In an effort to save the state money, some members of the Colorado legislature propose limiting money has allows Native Americans to study at Fort Lewis College without paying tuition. According to a Huffington Post article:

Facing a budget crunch, Colorado lawmakers want to take some of that money away.

Rep. Karen Middleton, D-Aurora, said the cost of educating Native American students at Fort Lewis College has soared from $6.5 million to $10.7 million over the past five years because the state pays tuition for all Native Americans, regardless of their tribe or where they live.

About 750 Native American students of the college’s 3,700 students accepted the offer, most of them from other states.

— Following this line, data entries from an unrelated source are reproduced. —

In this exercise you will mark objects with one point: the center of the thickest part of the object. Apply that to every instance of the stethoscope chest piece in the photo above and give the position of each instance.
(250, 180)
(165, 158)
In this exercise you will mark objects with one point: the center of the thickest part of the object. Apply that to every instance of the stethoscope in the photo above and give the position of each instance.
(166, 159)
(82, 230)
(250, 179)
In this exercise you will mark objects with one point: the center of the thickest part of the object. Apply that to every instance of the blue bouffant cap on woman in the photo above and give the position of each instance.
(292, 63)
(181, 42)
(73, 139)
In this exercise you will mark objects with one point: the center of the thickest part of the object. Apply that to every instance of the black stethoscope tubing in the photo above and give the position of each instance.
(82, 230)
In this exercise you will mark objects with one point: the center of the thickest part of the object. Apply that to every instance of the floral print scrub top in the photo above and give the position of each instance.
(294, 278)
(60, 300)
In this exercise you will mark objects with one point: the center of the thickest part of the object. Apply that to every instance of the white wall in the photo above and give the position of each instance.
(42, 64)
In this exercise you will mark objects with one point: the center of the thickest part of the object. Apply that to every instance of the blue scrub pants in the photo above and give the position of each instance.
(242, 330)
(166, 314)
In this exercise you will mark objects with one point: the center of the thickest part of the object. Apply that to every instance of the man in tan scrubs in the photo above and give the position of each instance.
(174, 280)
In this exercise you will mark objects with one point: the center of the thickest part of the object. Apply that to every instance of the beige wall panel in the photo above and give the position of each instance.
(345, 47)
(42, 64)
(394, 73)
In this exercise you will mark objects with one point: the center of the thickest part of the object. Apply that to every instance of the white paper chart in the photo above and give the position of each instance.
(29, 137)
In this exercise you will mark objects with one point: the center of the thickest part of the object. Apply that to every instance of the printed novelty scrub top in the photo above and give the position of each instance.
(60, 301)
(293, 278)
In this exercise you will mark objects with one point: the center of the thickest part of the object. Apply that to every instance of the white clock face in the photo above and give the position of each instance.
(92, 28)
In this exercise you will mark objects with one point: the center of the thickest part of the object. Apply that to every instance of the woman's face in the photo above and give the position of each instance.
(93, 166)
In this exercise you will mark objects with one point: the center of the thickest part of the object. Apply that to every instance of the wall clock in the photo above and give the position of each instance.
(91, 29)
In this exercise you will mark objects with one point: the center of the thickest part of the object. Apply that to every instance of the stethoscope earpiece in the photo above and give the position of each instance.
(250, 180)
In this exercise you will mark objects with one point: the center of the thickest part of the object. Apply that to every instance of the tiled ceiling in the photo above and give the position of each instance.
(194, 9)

In 1911 the state of Colorado agreed to create a college to educate Native American students, who would be allowed to study tuition free. The college the state created was Fort Lewis College, a public liberal arts college in Durango, Colorado. In exchange for the college, the Ute ceded thousands of acres in southwest Colorado to the federal government. About 20 percent of current Fort Lewis students are Native Americans.

The vice president of finance and administration at Fort Lewis, Steve Schwartz, said tuition would overwhelm his college: “We’ll have to fire teachers and staff,” he said. He also pointed out that the 1911 treaty is one of a small number of contracts with American Indians that the United States government has actually continued to honor.